Stacked Design Option:
This scheme represents a new urban typology for municipal arenas. Traditional four-pad arenas have large development footprints and are generally located in suburban or industrial sites. Their development relies on relatively inexpensive land values, as well as an expectation that virtually all of its users will be arriving by automobile. By building up instead of out, the stacked scheme recognizes the inherent value of land in an urban context. The footprint of the complex is situated within a single block of the Lower Don Lands Framework Plan, retaining all of the proposed road and block layouts.
Benefits related to a vertical recreation centre include the following: a much more compact and friendly pedestrian experience; an increase in either parkland or development area; a unique experience of skating at an elevated level looking out toward the lake and the city centre; and the establishment of an iconic and precedent-setting civic building.
The large capacity arena with 1,000 spectator seats is on the ground level, with a mezzanine level accommodating a warm viewing area and restaurant overlooking the ice pad. Above this, the three other arenas are stacked one on top of the other. Each of these has its own set of change rooms, spectator seating for 250, and viewing, multi-purpose, and community spaces on a mezzanine level. The overall height of the facility resembles that of an eight-storey building.

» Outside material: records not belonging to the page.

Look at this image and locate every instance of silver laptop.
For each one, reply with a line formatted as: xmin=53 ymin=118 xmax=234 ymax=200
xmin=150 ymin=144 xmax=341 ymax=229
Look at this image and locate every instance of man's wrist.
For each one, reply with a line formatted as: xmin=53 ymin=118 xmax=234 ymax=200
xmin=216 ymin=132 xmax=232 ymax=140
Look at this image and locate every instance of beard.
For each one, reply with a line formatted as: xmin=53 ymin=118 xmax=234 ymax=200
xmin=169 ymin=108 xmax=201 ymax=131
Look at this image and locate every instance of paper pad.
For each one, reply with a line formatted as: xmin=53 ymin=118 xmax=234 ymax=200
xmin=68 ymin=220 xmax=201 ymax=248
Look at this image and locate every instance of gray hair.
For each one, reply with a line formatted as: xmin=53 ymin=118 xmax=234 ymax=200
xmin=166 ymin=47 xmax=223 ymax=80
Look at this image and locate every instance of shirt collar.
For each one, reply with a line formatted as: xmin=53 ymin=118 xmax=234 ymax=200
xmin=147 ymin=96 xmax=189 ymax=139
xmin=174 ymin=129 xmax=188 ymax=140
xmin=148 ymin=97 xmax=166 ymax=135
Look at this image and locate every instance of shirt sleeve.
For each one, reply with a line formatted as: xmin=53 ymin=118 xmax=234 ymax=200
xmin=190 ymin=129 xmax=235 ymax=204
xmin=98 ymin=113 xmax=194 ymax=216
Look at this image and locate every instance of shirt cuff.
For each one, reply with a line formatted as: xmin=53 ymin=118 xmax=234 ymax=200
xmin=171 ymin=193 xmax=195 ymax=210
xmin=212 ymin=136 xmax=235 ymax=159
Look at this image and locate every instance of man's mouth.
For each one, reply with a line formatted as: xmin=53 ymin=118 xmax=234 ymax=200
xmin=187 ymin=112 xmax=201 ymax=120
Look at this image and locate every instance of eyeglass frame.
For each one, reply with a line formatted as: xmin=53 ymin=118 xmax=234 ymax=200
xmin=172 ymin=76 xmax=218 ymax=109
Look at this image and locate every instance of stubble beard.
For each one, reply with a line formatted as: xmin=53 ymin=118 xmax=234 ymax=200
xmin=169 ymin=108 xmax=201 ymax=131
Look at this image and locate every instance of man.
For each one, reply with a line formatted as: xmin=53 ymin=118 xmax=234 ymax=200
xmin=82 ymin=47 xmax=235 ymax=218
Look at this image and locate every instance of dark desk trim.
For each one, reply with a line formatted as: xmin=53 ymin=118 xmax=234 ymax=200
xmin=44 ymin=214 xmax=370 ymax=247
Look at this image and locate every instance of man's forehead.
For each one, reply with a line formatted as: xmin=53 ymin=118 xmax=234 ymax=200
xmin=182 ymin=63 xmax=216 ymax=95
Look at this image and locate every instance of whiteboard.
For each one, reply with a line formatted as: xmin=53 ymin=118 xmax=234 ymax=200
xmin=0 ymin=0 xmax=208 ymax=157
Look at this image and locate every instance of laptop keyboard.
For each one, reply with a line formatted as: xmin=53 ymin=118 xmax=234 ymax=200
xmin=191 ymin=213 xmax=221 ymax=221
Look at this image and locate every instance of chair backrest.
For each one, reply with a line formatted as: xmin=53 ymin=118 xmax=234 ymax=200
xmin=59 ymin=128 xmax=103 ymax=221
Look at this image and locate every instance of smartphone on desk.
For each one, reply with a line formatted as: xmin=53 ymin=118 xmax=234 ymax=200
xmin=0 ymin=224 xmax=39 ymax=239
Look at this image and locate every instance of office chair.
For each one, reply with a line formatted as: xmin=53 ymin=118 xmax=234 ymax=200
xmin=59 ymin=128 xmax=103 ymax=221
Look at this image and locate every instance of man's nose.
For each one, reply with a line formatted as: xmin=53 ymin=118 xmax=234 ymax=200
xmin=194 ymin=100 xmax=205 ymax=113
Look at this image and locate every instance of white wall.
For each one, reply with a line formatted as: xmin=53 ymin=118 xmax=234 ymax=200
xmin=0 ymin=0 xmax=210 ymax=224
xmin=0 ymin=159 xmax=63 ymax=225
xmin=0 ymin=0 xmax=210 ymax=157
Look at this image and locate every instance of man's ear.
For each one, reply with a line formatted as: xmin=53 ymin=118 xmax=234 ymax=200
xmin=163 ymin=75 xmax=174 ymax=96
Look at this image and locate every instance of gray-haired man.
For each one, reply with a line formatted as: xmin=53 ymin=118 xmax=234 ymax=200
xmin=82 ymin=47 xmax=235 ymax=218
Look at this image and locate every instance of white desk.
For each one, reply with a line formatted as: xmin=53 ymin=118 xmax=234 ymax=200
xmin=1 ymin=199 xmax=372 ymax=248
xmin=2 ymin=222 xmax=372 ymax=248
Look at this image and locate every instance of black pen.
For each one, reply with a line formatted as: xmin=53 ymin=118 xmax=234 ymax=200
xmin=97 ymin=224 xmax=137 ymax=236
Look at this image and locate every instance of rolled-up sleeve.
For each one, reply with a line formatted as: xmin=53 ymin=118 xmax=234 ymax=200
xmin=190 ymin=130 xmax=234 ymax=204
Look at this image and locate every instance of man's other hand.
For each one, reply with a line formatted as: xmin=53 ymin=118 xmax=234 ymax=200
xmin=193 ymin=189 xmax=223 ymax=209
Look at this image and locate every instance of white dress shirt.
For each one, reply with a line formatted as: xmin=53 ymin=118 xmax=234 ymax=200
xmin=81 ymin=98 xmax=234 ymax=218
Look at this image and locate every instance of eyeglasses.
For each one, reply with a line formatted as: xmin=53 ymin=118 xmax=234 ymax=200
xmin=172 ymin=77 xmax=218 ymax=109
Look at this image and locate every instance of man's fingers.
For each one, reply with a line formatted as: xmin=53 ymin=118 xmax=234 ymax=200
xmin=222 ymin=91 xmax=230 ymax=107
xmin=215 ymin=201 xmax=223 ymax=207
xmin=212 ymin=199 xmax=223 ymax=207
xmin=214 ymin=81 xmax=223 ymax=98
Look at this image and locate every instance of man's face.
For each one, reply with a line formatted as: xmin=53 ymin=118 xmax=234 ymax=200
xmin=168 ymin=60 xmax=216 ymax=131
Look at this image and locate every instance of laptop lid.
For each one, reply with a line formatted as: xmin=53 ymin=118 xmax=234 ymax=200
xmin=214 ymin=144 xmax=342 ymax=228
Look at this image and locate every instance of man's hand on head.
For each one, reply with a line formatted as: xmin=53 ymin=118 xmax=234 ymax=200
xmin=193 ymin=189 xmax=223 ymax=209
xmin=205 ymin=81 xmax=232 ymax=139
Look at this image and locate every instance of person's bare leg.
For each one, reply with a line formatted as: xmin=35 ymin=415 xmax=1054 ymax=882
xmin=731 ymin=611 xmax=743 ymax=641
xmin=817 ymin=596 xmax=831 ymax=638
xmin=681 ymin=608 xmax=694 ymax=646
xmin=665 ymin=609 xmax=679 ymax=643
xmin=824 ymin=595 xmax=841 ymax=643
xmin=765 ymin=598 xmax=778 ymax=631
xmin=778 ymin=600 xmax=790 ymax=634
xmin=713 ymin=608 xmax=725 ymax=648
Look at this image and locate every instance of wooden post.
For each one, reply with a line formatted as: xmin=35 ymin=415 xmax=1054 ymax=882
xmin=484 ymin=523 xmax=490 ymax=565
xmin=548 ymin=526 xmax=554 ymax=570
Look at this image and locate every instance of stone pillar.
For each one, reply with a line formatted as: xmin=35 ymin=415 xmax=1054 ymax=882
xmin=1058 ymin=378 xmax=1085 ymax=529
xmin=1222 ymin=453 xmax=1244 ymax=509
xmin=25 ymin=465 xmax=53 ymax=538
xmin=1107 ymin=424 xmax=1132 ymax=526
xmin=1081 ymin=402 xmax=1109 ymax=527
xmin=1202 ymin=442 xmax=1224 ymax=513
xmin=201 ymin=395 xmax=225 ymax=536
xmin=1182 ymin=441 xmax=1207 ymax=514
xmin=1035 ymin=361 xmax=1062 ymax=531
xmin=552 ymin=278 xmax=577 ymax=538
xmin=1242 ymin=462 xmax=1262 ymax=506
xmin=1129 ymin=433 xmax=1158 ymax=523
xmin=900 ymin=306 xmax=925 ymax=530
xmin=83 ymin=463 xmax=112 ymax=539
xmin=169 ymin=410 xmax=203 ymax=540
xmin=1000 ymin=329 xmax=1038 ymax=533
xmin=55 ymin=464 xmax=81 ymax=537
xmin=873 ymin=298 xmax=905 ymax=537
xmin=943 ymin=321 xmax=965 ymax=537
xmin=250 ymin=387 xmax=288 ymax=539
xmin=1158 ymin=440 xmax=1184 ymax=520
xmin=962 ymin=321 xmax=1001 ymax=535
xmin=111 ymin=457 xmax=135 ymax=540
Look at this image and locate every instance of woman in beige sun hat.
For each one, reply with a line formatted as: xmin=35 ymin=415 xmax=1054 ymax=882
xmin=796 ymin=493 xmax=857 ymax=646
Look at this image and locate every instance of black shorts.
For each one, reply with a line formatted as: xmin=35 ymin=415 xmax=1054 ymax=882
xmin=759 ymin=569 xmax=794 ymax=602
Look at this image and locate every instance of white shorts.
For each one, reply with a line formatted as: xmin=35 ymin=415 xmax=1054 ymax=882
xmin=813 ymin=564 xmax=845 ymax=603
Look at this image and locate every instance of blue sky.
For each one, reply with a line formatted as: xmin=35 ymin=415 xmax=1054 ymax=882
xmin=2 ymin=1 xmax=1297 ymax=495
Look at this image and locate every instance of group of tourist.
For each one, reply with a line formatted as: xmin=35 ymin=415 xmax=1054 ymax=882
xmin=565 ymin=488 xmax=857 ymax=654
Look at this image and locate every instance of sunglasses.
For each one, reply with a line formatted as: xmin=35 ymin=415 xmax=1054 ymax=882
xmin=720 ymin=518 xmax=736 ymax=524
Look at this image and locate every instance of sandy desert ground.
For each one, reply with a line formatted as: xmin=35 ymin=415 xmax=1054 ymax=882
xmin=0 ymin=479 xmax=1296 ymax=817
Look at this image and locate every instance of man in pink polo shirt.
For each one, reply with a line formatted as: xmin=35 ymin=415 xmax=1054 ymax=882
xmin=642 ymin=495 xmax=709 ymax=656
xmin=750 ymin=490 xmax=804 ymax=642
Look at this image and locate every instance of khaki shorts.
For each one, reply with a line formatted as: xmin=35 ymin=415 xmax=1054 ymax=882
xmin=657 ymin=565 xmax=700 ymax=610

Access to all upper levels is via three or four large high-speed airport-style elevators. There is a large freight elevator connecting the mechanical areas at the north end of the building. Adjacent to the building on the west is a two level parking garage covered with a pedestrian plaza that is accessible from the mezzanine restaurant, and slopes down toward the landscaped top of bank of the new river valley.
The building is clad in a custom glass curtain wall, with semi transparent and opaque patterns and retractable shading devices, which will allow for dramatic east and west views from the upper arenas as well as views from the outside in from the street and plaza.
The advantage of stacking four pads, as opposed to two pads stacked on two or three pads stacked plus one adjacent, is three-fold: (i) minimization of the building’s footprint, thereby eliminating the “Big Box” effect of a long low building; (ii) maximum ongoing energy savings due to a reduced overall area of the building’s envelope; and (iii) reduction of the “back of house” portion of the building (service areas) resulting in a visually more interesting pedestrian experience. The option also retains the maximum amount of green space and/or lands for future development of related sport facilities such as aquatic facilities or gymnasiums.